New Delhi: India has
scrupulously avoided pointing a finger at Pakistan for the serial
blasts in Mumbai Wednesday evening, but the terror attack which
occurred barely a fortnight before the meeting of foreign
ministers of the two countries here has raised suspicions about
whether some right-wing elements were trying to derail the revived
peace process.
After cold-shouldering Pakistan's overtures for talks for over two
years following the 26/11 Mumbai terror spree, India decided to
revive the peace process with its estranged neighbour in February.
Since then, the foreign secretaries of India and Pakistan held
talks in Islamabad last month and agreed on some cross-Kashmir and
nuclear confidence-building measures to bridge the post-26/11
trust deficit.
The Islamabad meeting set the stage for the talks between the
foreign ministers of India and Pakistan July 26-27. As the blasts
took place barely a fortnight before Pakistan's foreign minister
comes here for talks, some analysts, speaking on condition of
anonymity, speculated whether it was a handiwork of those trying
to derail the peace process between the two neighbnours.
In his condemnation of the attacks, Prime Minister Manmohan Singh
scrupulously avoided even the vaguest insinuation about the
involvement of Pakistan-based elements in the attacks.
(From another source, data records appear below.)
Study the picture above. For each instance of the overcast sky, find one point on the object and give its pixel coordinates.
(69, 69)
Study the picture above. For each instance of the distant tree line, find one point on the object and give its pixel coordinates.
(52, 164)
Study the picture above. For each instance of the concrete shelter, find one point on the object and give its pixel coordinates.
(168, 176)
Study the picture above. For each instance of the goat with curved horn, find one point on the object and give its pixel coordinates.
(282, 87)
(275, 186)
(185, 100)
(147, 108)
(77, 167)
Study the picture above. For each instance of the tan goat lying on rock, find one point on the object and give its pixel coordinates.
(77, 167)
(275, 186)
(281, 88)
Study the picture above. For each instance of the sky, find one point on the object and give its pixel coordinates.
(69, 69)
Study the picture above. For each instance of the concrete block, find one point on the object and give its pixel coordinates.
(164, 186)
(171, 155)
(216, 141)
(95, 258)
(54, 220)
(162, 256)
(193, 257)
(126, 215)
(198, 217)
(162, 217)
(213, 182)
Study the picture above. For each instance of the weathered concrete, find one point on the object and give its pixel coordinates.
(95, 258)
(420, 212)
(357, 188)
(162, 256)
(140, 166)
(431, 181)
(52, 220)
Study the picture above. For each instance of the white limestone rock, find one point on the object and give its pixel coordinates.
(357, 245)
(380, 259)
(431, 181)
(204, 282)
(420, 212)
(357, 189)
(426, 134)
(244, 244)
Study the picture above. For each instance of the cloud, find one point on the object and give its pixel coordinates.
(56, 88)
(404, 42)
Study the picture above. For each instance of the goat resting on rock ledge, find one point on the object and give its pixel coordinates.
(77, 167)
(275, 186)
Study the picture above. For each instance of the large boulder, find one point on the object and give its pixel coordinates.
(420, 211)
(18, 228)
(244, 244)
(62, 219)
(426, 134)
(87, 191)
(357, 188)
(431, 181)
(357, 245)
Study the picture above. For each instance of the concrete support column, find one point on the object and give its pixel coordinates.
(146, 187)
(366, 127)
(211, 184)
When
contacted, officials of the external affairs ministry also
declined to speculate.
Pakistan's president and prime minister were quick to condemn the
attacks. Early this week, Pakistan's foreign office said Minister
of State for External Affairs Hina Rabbani Khar, who is widely
tipped to be the next foreign minister, will be coming to New
Delhi for the talks.
Although the motive of the Wednesday attack is not known, its
timing has raised suspicions in informed strategic circles whether
the serial blasts were engineered by those unhappy with the latest
stab at rapprochement between the two neighbours.
The blasts also took place a few days before US Secretary of State
Hillary Clinton comes to India Monday for the second India-US
strategic dialogue July 19-20.
According to Stratfor Global Intelligence, a US strategic affairs
think tank, the Mumbai serial blasts mark the first major attack
in India since the November 2008 Mumbai attack.
"Though the magnitude of these explosions has yet to be
determined, this attack does not appear to be as sophisticated as
the 2008 attacks, which involved an assault team consisting of a
number of militants that coordinated 10 shooting and bombing
attacks across the city," Stratfor said in a report.
"The July 13 attack, by contrast,
appears to have not involved suicide attackers but consisted of
explosives placed in a taxi, a meter box and locations where they
could be remotely detonated. This tactic is much more in line with
those used by more amateurish groups, such the Indian Mujahideen,
who have targeted crowded urban areas before," it said.
However, the think tank placed the attacks against the backdrop of
the fragile security dynamics in the Afghanistan-Pakistan region.
"Nonetheless, the attack comes at a
critical juncture in US-Pakistani relations as the United States
is trying to accelerate a withdrawal of its military forces in
Afghanistan," it said.
"The 2008 Mumbai attacks revealed the extent to which traditional
Pakistan-based Islamist militant groups, such as elements from the
defunct Lashkar-e-Taiba, had collaborated with transnational
jihadist elements like al Qaeda in trying to instigate a crisis
between Islamabad and New Delhi," the think tank said.
"Such a crisis would complicate US-Pakistani dealings on
Afghanistan, potentially serving the interests of al Qaeda as well
as factions within Pakistan trying to derail a negotiation between
the United States and Pakistan," it added.